Mais là où les ambitions prévoyaient la restitution de cent-soixante mille propriétés aux victimes expropriées en quatre ans, force est de constater un échec inquiétant : aujourd’hui, il y a « peu de terres et beaucoup de morts » dans une situation où, début février, selon les chiffres de l’UNHCR, on recensait déjà pour l’année 2014 l’assassinat de huit leadeurs communautaires à la tête de demandes de restitutions.
Pris entre une ultra-droite dorénavant représentée au Congrès, très active sur les divers terrains du conflit, et les attentes de paix et de compensation de millions de Colombiens, la marge de manœuvre du président Santos ainsi que l’avenir de tout accord de paix avec la guérilla des FARC semblent fragilisés par une délégitimation dangereuse. Une semaine après les législatives, un sondage publié dans l’hebdomadaire colombien Semana constatait que si le soutien à une solution négociée au conflit demeurait majoritaire dans l’opinion publique, seules 37 % des personnes interrogées croient à une future démobilisation des FARC contre 54 % en 2012 au début des négociations. Et surtout, une constante demeure : 70 % des Colombiens ne veulent pas d’une réintégration des FARC dans la vie politique du pays. Convaincre les secteurs les plus rigides de la société colombienne que la paix ne pourra exister qu’à ce prix demeure un exercice politique aussi périlleux qu’essentiel.
D’autant que les rancunes politiques, là où la démocratie a joué en faveur de la gauche, sont impitoyables. Ainsi le maire élu de Bogota, Gustavo Petro, ancien guérilléro du M‑19, démobilisé en 1990, fort d’une trajectoire politique remarquable de conseiller municipal, puis de sénateur, pour aboutir en 2011 au second poste le plus important du pays, a été abusivement démis de ses fonctions le 18 mars dernier. Or le président Santos, qui seul pouvait et devait arrêter une destitution dont la Cour interaméricaine des droits de l’homme venait de dénoncer la nature illégale, n’en a rien fait.

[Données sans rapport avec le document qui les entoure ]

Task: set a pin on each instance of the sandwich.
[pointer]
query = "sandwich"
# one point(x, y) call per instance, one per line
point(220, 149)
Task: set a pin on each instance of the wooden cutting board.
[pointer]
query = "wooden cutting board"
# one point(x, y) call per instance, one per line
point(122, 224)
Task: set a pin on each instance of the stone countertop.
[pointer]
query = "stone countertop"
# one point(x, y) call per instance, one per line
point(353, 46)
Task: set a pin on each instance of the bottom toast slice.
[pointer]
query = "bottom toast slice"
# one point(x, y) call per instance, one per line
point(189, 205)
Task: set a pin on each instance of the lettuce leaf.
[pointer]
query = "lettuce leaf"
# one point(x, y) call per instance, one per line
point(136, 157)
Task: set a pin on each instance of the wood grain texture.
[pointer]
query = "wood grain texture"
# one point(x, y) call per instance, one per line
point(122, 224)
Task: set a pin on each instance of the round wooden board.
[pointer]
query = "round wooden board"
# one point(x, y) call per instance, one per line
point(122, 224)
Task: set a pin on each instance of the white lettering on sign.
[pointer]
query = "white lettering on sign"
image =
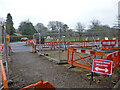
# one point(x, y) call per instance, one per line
point(102, 62)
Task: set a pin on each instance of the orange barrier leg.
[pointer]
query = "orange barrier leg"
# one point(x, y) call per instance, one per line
point(4, 78)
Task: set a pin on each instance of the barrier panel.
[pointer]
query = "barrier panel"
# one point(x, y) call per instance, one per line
point(1, 47)
point(109, 45)
point(83, 44)
point(29, 42)
point(9, 49)
point(40, 85)
point(52, 45)
point(4, 78)
point(115, 57)
point(78, 62)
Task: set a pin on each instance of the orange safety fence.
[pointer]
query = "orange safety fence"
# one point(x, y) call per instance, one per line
point(4, 78)
point(83, 44)
point(109, 45)
point(9, 48)
point(34, 47)
point(115, 57)
point(29, 42)
point(53, 45)
point(40, 85)
point(1, 47)
point(90, 53)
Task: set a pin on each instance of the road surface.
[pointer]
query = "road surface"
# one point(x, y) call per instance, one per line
point(28, 68)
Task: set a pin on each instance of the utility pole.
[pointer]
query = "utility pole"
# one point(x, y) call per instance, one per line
point(59, 46)
point(119, 23)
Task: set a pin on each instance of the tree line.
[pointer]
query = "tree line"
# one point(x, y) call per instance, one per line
point(96, 29)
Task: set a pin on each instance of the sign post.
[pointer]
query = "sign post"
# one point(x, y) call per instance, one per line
point(103, 67)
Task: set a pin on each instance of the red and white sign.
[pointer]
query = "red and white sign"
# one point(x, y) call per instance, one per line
point(108, 42)
point(102, 66)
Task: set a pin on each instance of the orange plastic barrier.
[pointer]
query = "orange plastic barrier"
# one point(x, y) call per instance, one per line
point(52, 45)
point(115, 57)
point(89, 52)
point(9, 48)
point(109, 45)
point(4, 78)
point(40, 85)
point(1, 47)
point(83, 44)
point(30, 42)
point(34, 47)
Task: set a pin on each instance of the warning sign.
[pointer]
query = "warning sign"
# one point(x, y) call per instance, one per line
point(102, 66)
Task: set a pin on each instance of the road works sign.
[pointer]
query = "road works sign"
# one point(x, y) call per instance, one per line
point(102, 66)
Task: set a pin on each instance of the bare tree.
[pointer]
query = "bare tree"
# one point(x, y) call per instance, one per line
point(80, 29)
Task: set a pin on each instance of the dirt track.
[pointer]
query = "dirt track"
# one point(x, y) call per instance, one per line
point(27, 68)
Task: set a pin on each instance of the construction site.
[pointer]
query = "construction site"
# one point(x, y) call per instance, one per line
point(60, 59)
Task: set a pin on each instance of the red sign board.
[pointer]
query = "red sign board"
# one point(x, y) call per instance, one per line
point(102, 66)
point(108, 42)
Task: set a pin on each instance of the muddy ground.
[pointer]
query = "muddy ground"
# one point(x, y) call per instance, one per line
point(27, 68)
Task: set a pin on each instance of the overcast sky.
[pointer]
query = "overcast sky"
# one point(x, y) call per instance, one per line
point(67, 11)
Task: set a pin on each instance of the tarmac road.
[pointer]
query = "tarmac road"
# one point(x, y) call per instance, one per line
point(28, 68)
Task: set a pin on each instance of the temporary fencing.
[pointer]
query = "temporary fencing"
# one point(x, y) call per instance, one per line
point(52, 45)
point(40, 85)
point(115, 57)
point(84, 44)
point(109, 45)
point(30, 42)
point(34, 47)
point(81, 60)
point(4, 78)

Cette destitution a été vécue comme un véritable coup d’État par les secteurs populaires et assombrit les perspectives d’une intégration véritable de la guérilla des FARC à une vie politique post-conflit.
Photo : Bogota
- Les négociations entre le gouvernement colombien et les FARC ont débuté en Norvège et se poursuivent pour l’instant dans la capitale cubaine.